The fix isn't telling the agent not to confabulate. It's making confabulation structurally impossible. An empty working directory can't be grepped for stale code. A 422 gate can't be argued with by a language model. These aren't suggestions. They're constraints.

Same lesson I learned watching agents succeed at exactly the wrong thing. You don't trust agent behavior. You trust agent boundaries.

What Shipped

Two confabulations caught on two separate ouija tasks (theme-settings and skeleton-loader). Three PRs shipped across two repos: mc-contract #46 (422 gate), vps-agent #58 (scratch cwd), vps-agent #60 (artifact-anchored reviewer prompt). Total turnaround from diagnosis to verified fix: three days across May 14-16.

The skeleton-loader task that failed on round 1 was re-run with mission-control-android PR #27 attached as the review artifact. Round 2: griller opened the PR diff via gh pr diff, reviewed the actual Kotlin changes, approved with specific positive comments on the ViewModel lifecycle handling. Clean approval, correct target, zero confabulation. The behavioral turnaround was complete.

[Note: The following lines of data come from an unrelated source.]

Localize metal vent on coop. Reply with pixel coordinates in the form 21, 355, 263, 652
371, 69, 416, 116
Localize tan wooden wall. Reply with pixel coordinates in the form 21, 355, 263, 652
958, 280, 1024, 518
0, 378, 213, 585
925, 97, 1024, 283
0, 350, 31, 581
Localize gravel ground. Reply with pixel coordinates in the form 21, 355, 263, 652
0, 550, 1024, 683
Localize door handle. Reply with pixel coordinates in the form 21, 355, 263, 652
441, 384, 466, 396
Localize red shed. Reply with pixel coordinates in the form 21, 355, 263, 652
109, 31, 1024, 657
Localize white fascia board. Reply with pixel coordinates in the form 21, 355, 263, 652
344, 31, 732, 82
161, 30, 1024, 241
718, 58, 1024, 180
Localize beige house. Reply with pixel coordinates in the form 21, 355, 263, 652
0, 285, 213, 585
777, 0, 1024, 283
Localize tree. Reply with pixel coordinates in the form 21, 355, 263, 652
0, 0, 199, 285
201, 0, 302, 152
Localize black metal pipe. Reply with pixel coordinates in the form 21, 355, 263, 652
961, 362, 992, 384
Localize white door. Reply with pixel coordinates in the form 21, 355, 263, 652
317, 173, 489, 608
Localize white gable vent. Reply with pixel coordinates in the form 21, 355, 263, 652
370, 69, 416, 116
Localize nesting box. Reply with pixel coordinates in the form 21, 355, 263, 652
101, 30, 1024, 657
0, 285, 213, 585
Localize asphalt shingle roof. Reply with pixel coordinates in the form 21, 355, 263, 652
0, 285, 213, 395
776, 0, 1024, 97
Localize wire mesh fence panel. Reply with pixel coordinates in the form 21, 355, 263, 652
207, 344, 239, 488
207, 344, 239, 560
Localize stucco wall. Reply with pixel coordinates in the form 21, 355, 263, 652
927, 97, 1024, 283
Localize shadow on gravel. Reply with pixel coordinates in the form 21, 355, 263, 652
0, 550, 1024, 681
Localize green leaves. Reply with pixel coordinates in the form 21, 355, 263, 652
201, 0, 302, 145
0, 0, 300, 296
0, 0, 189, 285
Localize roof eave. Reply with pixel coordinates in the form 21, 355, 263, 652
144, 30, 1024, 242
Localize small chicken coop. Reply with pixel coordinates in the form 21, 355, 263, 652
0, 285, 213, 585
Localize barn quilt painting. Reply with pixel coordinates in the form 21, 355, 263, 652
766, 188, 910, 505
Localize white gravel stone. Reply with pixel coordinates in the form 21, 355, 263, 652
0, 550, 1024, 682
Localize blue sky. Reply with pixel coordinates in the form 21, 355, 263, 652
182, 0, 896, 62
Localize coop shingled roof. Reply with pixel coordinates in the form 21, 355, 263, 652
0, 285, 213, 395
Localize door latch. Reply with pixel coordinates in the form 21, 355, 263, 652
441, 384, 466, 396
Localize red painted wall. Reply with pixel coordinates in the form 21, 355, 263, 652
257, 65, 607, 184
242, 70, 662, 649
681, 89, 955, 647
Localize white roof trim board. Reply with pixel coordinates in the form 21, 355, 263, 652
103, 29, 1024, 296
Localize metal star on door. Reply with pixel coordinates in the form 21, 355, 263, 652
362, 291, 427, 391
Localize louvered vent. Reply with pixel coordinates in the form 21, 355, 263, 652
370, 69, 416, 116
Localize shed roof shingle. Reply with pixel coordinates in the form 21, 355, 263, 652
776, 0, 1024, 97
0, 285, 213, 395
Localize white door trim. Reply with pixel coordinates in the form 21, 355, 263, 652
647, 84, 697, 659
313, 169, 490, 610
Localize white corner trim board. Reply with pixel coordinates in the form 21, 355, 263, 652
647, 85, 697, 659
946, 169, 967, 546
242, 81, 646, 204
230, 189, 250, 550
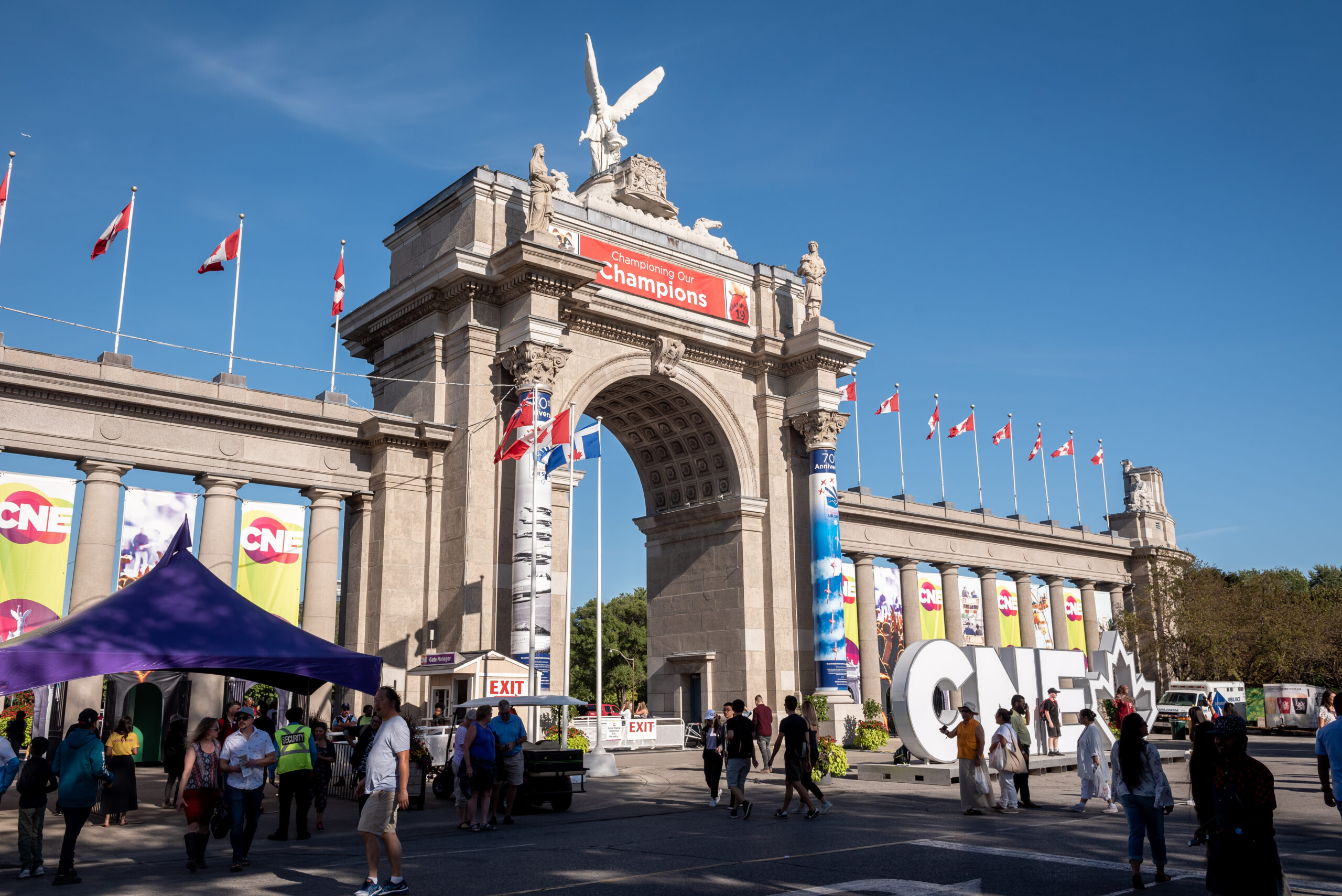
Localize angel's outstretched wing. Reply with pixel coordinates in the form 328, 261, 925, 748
614, 66, 667, 121
582, 35, 605, 114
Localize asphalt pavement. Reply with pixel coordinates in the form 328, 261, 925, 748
0, 737, 1342, 896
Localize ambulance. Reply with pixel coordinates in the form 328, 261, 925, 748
1151, 682, 1248, 733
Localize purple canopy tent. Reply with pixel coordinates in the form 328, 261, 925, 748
0, 522, 383, 695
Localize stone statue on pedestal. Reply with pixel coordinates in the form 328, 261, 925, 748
578, 35, 666, 177
526, 144, 560, 233
797, 240, 825, 320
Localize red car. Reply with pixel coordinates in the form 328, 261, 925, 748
578, 703, 620, 716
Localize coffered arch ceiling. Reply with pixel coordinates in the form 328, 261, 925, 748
584, 377, 741, 515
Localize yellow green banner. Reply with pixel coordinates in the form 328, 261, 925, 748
0, 472, 77, 641
918, 573, 958, 640
237, 500, 307, 625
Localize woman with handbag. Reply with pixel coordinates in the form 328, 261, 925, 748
1072, 707, 1126, 815
177, 718, 221, 872
988, 708, 1025, 815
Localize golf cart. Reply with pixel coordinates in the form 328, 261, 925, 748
420, 696, 587, 812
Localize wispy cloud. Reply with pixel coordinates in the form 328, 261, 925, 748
1178, 526, 1244, 542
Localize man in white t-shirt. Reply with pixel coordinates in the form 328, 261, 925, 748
354, 685, 410, 896
1314, 719, 1342, 814
219, 707, 275, 870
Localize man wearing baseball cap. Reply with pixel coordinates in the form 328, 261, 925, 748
941, 700, 992, 815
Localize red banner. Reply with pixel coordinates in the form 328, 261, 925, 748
578, 235, 750, 325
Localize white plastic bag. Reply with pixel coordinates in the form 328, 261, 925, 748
975, 763, 993, 794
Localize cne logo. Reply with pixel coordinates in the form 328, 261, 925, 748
918, 582, 941, 613
242, 516, 304, 564
0, 490, 74, 545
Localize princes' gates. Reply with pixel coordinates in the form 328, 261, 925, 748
0, 156, 1177, 716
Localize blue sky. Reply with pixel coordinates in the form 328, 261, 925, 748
0, 3, 1342, 609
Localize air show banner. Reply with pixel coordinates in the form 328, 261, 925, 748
0, 472, 75, 641
805, 448, 848, 694
237, 500, 307, 625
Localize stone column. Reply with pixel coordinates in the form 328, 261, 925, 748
792, 411, 848, 701
975, 566, 1002, 646
300, 487, 345, 719
1074, 578, 1099, 663
891, 557, 923, 648
188, 473, 247, 728
1008, 573, 1038, 648
852, 554, 882, 703
1040, 576, 1071, 651
933, 564, 965, 646
64, 457, 134, 726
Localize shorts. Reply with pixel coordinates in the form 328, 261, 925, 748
495, 752, 522, 787
728, 759, 750, 790
359, 790, 397, 837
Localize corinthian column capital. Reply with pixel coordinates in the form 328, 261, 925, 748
792, 411, 848, 451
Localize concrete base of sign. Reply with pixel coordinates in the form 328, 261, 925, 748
582, 752, 620, 778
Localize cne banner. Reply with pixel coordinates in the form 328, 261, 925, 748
237, 500, 307, 625
0, 472, 76, 641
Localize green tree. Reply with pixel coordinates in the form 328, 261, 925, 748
569, 586, 648, 704
1310, 564, 1342, 591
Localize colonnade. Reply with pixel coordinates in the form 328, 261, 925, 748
56, 457, 352, 725
847, 553, 1133, 695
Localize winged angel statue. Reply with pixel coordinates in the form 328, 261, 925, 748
578, 35, 666, 177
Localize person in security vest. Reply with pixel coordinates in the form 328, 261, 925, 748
266, 707, 317, 840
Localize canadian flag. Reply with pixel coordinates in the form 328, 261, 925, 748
946, 411, 978, 439
196, 226, 243, 274
92, 201, 136, 260
331, 250, 345, 317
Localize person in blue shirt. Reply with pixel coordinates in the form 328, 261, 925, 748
490, 700, 526, 825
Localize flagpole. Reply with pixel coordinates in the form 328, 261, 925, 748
592, 417, 605, 752
1067, 429, 1081, 528
1098, 439, 1109, 528
0, 149, 15, 248
331, 240, 345, 392
969, 405, 983, 510
1035, 423, 1054, 523
852, 373, 862, 490
560, 401, 577, 750
932, 392, 946, 510
228, 212, 247, 373
895, 382, 904, 495
112, 185, 139, 354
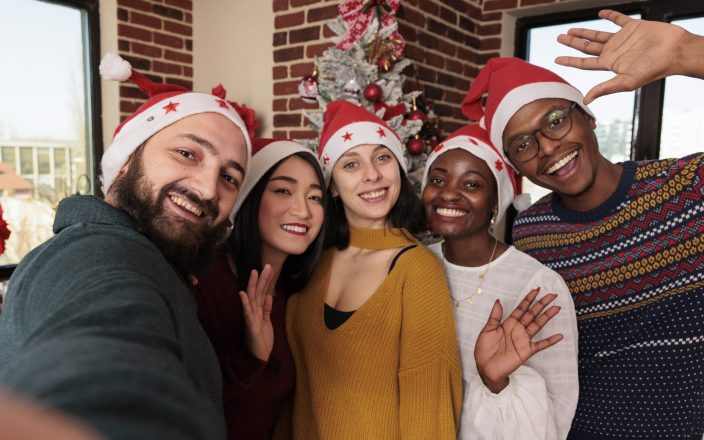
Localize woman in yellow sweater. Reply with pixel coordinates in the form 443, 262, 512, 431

Verified live in production. tasks-routes.cjs:246 reads the env flag as ?? '0' (required by default). task-move.cjs:90 throws 422 on missing artifact. Zero confabulations in the six days since the fix shipped on May 16. Same $7/month VPS, same Tailscale mesh connecting the MacBook and the Hetzner box, same Claude Code instances running the agents. The fix added a boundary, not cost.

What I Gave Up

The artifact requirement is deliberately inflexible. Every task that moves to Review now needs a PR URL attached. Spike work, exploratory changes, manual tasks without PRs can't enter the automated review flow. You either have a PR or you don't get automated review. That's the right trade-off for my pipeline, where every shippable change should have a PR. Probably wrong for teams where informal review of uncommitted work is part of the daily rhythm.

The agents that review your code carry the same verification debt as the agents that write it. The fix isn't more careful prompting. It's architectural constraints that make the wrong behavior impossible before it starts.